Writing middleware

Middleware allows you to insert code that runs before and after your handlers. It is useful for cross‑cutting concerns such as logging, authentication, rate limiting or explicit routing. MicroPie defines separate middleware classes for HTTP and WebSocket connections.

HTTP middleware

To create HTTP middleware, subclass HttpMiddleware and implement two asynchronous methods:

  • before_request() – called before the handler is executed. If this method returns a dictionary with status_code and body keys, MicroPie immediately sends that response and skips calling the handler. You can also provide additional headers via a headers key.

  • after_request() – called after the handler has returned a response but before it is sent to the client. You can modify the status code, body or headers by returning a dictionary with updated values.

Register your middleware by appending an instance to middlewares on your application:

from micropie import App, HttpMiddleware

class LoggingMiddleware(HttpMiddleware):
    async def before_request(self, request):
        print(f"Incoming request: {request.method} {request.scope['path']}")
        # returning None continues processing

    async def after_request(self, request, status_code, body, headers):
        print(f"Response status: {status_code}")
        # returning None uses the original response

class MyApp(App):
    async def index(self):
        return "Hello, world!"

app = MyApp()
app.middlewares.append(LoggingMiddleware())

WebSocket middleware

WebSocket middleware must subclass WebSocketMiddleware and implement two methods:

  • before_websocket() – called before a WebSocket handler runs. If this method returns a dictionary with code and reason, MicroPie closes the connection with the given code and reason.

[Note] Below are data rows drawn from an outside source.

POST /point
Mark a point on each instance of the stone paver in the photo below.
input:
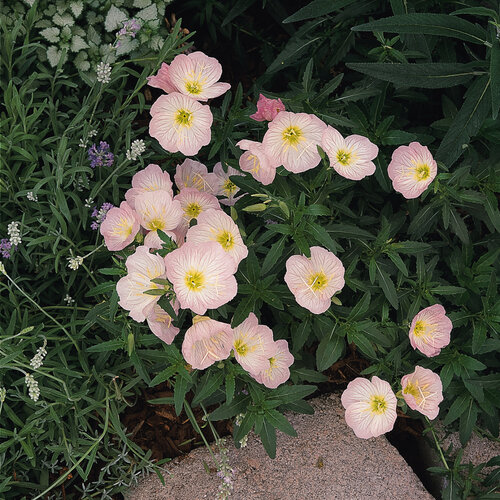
(325, 462)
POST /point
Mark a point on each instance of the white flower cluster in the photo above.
(14, 233)
(136, 149)
(81, 31)
(103, 72)
(37, 360)
(75, 262)
(33, 389)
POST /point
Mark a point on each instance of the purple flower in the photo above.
(5, 248)
(100, 155)
(100, 215)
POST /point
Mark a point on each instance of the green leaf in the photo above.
(268, 436)
(424, 75)
(458, 406)
(276, 419)
(317, 8)
(495, 77)
(208, 384)
(467, 422)
(467, 122)
(427, 24)
(387, 286)
(329, 351)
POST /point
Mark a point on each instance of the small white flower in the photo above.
(33, 390)
(103, 71)
(136, 149)
(68, 299)
(75, 262)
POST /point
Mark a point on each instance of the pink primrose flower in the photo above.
(193, 174)
(314, 280)
(412, 169)
(202, 276)
(196, 75)
(423, 391)
(256, 161)
(370, 407)
(162, 80)
(430, 330)
(292, 140)
(180, 123)
(278, 368)
(225, 186)
(193, 203)
(267, 109)
(253, 345)
(119, 227)
(160, 323)
(152, 178)
(350, 157)
(142, 267)
(157, 210)
(206, 342)
(217, 226)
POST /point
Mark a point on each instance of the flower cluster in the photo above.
(14, 233)
(179, 121)
(101, 155)
(371, 406)
(100, 215)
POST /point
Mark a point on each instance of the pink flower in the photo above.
(215, 225)
(423, 391)
(193, 203)
(160, 323)
(277, 371)
(157, 210)
(142, 267)
(292, 140)
(193, 174)
(206, 341)
(202, 276)
(430, 330)
(196, 75)
(226, 187)
(256, 161)
(253, 345)
(152, 178)
(412, 169)
(314, 280)
(350, 157)
(370, 407)
(267, 109)
(162, 80)
(120, 227)
(180, 123)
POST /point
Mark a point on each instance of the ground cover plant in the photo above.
(163, 227)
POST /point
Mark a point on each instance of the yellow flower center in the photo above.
(240, 347)
(343, 157)
(184, 118)
(229, 187)
(193, 87)
(193, 210)
(225, 238)
(422, 172)
(420, 328)
(155, 224)
(291, 136)
(194, 281)
(378, 405)
(317, 282)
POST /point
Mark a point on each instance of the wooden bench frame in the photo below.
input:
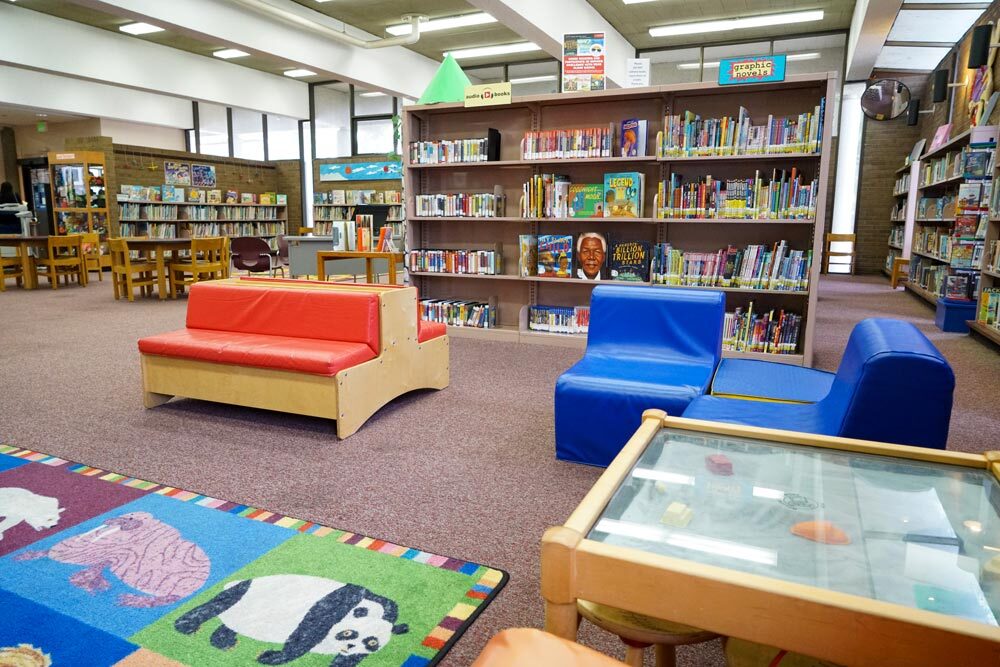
(351, 396)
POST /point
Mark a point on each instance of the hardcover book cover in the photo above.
(629, 261)
(555, 255)
(623, 194)
(586, 200)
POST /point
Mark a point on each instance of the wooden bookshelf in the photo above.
(512, 293)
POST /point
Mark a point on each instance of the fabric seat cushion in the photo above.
(304, 355)
(771, 380)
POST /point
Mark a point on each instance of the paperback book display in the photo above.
(688, 134)
(559, 319)
(459, 313)
(768, 332)
(482, 262)
(753, 267)
(785, 196)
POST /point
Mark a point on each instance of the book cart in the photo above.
(510, 294)
(80, 196)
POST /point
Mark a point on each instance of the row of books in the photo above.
(785, 196)
(482, 149)
(459, 312)
(358, 197)
(768, 332)
(481, 262)
(170, 193)
(463, 205)
(777, 267)
(688, 134)
(554, 196)
(559, 319)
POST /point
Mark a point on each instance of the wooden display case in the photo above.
(513, 293)
(80, 196)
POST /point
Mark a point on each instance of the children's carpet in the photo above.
(100, 569)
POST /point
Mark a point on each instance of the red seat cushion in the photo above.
(330, 315)
(305, 355)
(429, 330)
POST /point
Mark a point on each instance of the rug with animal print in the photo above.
(101, 569)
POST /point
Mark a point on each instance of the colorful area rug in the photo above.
(99, 569)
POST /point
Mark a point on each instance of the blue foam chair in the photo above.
(892, 386)
(648, 347)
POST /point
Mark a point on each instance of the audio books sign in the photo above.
(487, 95)
(751, 69)
(583, 62)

  • after_websocket() – called after the WebSocket handler completes. Use this to perform cleanup.

Example:

from micropie import App, WebSocketMiddleware

class RejectAnonymous(WebSocketMiddleware):
    async def before_websocket(self, request):
        # Reject connections without a "user" query parameter
        if "user" not in request.query_params:
            return {"code": 1008, "reason": "User name required"}

    async def after_websocket(self, request):
        print("WebSocket closed")

class MyApp(App):
    async def ws_chat(self, ws, user):
        await ws.accept()
        await ws.send_text(f"Welcome, {user}!")
        await ws.close()

app = MyApp()
app.ws_middlewares.append(RejectAnonymous())

Explicit routing and other patterns

You can implement custom routing schemes by writing middleware that parses the incoming path and sets request._route_handler or request._ws_route_handler accordingly. See the examples in the examples/middleware directory for a complete implementation.